The graph shown below was constructed by Keith Morris (aka CumbrianKeith) and represents Hella’s published light intensity output against supply voltage for a typical headlamp bulb. It indicates why a small drop of applied voltage (due to direct switching contacts, bad earths, too thin wire for instance) can result in very poor headlight brightness. Read on to be amazed how poor your light can be! He used a relay and heavy duty wiring to transform his headlights – there are tailor-made relay and wiring kits available from the States (ask on vanagon or syncro forums) but these parts can be acquired in the UK too of course.

From the Tech 2004 message boards, 31-03-2004

Hella Headlight  Output Vs Voltage (small)

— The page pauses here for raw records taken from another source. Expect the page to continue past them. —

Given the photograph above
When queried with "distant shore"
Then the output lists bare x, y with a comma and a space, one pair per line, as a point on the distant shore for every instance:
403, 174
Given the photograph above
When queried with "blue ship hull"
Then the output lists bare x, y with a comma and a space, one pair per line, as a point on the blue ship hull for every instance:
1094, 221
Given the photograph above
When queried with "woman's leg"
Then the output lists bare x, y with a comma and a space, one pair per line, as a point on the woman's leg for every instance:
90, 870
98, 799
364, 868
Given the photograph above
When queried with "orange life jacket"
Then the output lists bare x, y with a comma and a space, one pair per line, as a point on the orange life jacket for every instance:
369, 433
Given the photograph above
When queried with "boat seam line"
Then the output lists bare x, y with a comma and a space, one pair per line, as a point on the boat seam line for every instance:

Fitted H4 optics and even with 100/80 w bulbs the lighting level is not great. So I’ve been reading this article ( and do the voltage drop measurements as described to ascertain how the old wiring, terminals and switches have affected the juice flow. I get a total voltage drop in the main beam circuit of 3.4 volts! This equates to allowing through only 75% of the supposed 13.5ish which should be happening. So I plot a graph of the Hella research figures and extrapolate a figure of around 30% light output compared to what it would be if voltage was 100% of the alternator output (which is actually only producing 12.9 with the lights on)
Maybe this is why the lights are poor…
So I get some nice thick (27amp) cable and some relays and wire it all up (and get some 130/90s just for the hell of it – cos I can!) and lo and behold the voltage drop now is only 0.05v and boy are those lights bright!
Only slight problem and this is where my question comes in: the mainbeam tell-tail on the instrument panel now doesn’t work – it flashes extremely momentarily when you put the lights up but doesn’t stay on; and it doesn’t come on at all when you flash the heads without the other lights on. Solution – pick the relay signal feed up off the left-hand headlamp, not the right. The latter doesn’t trigger the tell-tale!